Timestamps will be treated as an AutoML Tables Time Column.
Supported inputs
The CREATE MODEL
statement supports the following data types for input label
and data split columns.
Supported data types for input label columns
BigQuery ML supports different Standard SQL data types depending on the
model type. Supported data types for input_label_cols
include:
Model type |
Supported label types |
---|---|
automl_regressor |
INT64 NUMERIC BIGNUMERIC (Preview) FLOAT64 |
automl_classifier |
Any groupable data type |
Supported data types for other columns
For columns other than the label column, any groupable data type is supported. The BigQuery column type will be used to determine the feature column type in AutoML Tables.
BigQuery type |
AutoML type |
---|---|
INT64 NUMERIC BIGNUMERIC (Preview) FLOAT64 |
NUMERIC
or TIMESTAMP
if AutoML Tables determines that it is a unix timestamp |
BOOL |
CATEGORICAL |
STRING BYTES |
Either CATEGORICAL
or TEXT ,
auto-selected by AutoML Tables. |
TIMESTAMP DATETIME TIME DATE |
Either TIMESTAMP ,
CATEGORICAL ,
or TEXT ,
auto-selected by AutoML Tables. |
To force a numeric column to be treated as categorical, CAST it to a BigQuery string. Arrays of supported types are allowed and will remain arrays during AutoML Tables training.
Limitations
CREATE MODEL
statements for AutoML Tables models must comply with the
following rules:
- The input data to AutoML Tables must be between 1000 and 100 million rows, and less than 100 GB.
- AXT and CMEK are currently not supported.
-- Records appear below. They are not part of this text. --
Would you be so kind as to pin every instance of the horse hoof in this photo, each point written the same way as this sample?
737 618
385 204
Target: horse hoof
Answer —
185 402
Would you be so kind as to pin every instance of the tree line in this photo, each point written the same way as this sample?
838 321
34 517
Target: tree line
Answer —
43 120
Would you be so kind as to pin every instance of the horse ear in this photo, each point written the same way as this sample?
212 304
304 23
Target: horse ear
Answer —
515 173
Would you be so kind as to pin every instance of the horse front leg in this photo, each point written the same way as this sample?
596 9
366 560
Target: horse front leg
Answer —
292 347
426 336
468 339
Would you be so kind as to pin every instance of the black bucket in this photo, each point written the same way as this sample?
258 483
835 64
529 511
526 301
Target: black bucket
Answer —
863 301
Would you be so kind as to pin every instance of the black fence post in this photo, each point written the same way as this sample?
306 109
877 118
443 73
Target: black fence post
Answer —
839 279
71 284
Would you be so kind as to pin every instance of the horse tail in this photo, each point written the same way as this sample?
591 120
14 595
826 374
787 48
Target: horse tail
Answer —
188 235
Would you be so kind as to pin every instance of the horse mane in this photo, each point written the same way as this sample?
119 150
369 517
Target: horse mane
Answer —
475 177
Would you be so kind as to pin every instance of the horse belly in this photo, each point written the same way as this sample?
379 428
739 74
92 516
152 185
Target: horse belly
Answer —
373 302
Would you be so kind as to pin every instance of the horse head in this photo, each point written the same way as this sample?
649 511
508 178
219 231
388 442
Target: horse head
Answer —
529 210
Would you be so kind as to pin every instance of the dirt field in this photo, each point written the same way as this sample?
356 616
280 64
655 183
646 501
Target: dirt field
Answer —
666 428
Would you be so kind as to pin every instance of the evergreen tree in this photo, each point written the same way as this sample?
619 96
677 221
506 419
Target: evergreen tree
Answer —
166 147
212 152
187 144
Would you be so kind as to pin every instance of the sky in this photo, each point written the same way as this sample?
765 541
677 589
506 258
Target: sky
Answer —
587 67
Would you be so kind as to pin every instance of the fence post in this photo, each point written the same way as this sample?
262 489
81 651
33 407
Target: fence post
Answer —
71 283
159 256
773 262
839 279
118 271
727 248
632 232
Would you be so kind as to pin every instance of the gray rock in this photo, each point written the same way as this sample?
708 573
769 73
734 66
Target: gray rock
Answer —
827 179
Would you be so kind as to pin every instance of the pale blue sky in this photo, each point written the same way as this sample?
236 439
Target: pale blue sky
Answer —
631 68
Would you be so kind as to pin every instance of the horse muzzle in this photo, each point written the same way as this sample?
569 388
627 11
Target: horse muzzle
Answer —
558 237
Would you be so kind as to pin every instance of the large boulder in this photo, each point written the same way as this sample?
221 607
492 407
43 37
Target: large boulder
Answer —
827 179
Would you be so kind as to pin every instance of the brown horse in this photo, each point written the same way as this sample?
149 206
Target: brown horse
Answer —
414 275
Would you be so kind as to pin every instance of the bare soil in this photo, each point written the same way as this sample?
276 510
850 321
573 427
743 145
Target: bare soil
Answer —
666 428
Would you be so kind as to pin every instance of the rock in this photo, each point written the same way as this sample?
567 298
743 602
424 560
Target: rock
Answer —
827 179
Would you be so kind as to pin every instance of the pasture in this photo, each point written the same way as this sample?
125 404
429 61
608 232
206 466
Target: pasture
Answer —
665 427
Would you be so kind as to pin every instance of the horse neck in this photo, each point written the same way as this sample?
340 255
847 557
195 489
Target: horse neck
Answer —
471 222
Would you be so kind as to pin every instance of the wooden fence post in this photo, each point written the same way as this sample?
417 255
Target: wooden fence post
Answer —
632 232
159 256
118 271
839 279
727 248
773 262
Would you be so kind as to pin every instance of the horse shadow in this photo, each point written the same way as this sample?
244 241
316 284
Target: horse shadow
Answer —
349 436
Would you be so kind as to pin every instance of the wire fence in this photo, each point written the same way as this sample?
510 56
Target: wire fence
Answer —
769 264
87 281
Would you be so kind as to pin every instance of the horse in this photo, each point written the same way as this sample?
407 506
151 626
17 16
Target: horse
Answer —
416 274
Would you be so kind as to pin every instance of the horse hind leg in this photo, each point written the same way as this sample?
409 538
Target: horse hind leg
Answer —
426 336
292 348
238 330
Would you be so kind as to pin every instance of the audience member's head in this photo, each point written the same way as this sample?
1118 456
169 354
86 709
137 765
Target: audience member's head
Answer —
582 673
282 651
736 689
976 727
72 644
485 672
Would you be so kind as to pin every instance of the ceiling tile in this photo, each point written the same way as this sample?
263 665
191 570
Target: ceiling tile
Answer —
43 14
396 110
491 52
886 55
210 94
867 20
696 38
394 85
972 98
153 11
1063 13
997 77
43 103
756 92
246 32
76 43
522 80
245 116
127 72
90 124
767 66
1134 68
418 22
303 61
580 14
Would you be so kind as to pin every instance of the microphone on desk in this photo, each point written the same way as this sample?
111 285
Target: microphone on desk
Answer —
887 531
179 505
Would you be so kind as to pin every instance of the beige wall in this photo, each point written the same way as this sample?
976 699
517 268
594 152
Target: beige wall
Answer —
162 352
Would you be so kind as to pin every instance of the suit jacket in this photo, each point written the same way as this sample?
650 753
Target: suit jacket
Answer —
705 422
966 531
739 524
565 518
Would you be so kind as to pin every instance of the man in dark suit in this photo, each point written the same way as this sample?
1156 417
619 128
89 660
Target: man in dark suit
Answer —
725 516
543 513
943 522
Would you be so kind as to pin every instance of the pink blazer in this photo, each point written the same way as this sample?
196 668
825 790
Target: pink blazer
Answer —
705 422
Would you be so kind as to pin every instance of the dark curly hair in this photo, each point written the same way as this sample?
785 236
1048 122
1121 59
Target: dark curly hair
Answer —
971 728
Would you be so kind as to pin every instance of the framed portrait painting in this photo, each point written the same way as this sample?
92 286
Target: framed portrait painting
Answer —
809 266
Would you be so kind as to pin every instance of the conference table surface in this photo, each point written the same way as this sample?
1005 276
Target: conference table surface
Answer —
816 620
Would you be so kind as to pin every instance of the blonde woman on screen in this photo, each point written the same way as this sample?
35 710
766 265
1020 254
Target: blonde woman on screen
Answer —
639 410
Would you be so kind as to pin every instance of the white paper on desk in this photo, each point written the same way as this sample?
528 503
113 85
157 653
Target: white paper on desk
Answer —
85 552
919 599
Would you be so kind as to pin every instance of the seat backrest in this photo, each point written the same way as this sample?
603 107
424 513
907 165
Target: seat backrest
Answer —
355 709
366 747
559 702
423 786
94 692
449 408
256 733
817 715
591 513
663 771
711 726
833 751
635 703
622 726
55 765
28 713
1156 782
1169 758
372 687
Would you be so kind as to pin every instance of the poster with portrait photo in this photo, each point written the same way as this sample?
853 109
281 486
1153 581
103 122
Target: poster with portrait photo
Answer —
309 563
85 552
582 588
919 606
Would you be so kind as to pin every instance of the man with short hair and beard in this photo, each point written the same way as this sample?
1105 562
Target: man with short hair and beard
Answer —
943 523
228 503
- The models are not visible in the AutoML Tables UI, and not available for batch or online predictions in AutoML Tables.
CREATE MODEL
examples
The following example creates models named mymodel
in mydataset
in your
default project. It uses the public 'nyc-tlc.yellow.trips' taxi trip data
available in BigQuery. The job takes approximately 3 hours to complete,
including training, model compression, temporary data movement (to AutoML), and
setup tasks.
Create the model
CREATE OR REPLACE MODEL project_id.mydataset.mymodel
OPTIONS(model_type='AUTOML_REGRESSOR',
input_label_cols=['fare_amount'],
budget_hours=1.0)
AS SELECT
(tolls_amount + fare_amount) AS fare_amount,
pickup_longitude,
pickup_latitude,
dropoff_longitude,
dropoff_latitude,
passenger_count
FROM `nyc-tlc.yellow.trips`
WHERE ABS(MOD(FARM_FINGERPRINT(CAST(pickup_datetime AS STRING)), 100000)) = 1
AND
trip_distance > 0
AND fare_amount >= 2.5 AND fare_amount <= 100.0
AND pickup_longitude > -78
AND pickup_longitude < -70
AND dropoff_longitude > -78
AND dropoff_longitude < -70
AND pickup_latitude > 37
AND pickup_latitude < 45
AND dropoff_latitude > 37
AND dropoff_latitude < 45
AND passenger_count > 0
Run predictions
SELECT * FROM ML.PREDICT(MODEL project_id.mydataset.mymodel, (
SELECT * FROM `nyc-tlc.yellow.trips` LIMIT 100))
Supported regions
Training AutoML Tables models is not supported in all BigQuery ML regions. For a complete list of supported regions and multi-regions, see the Locations page.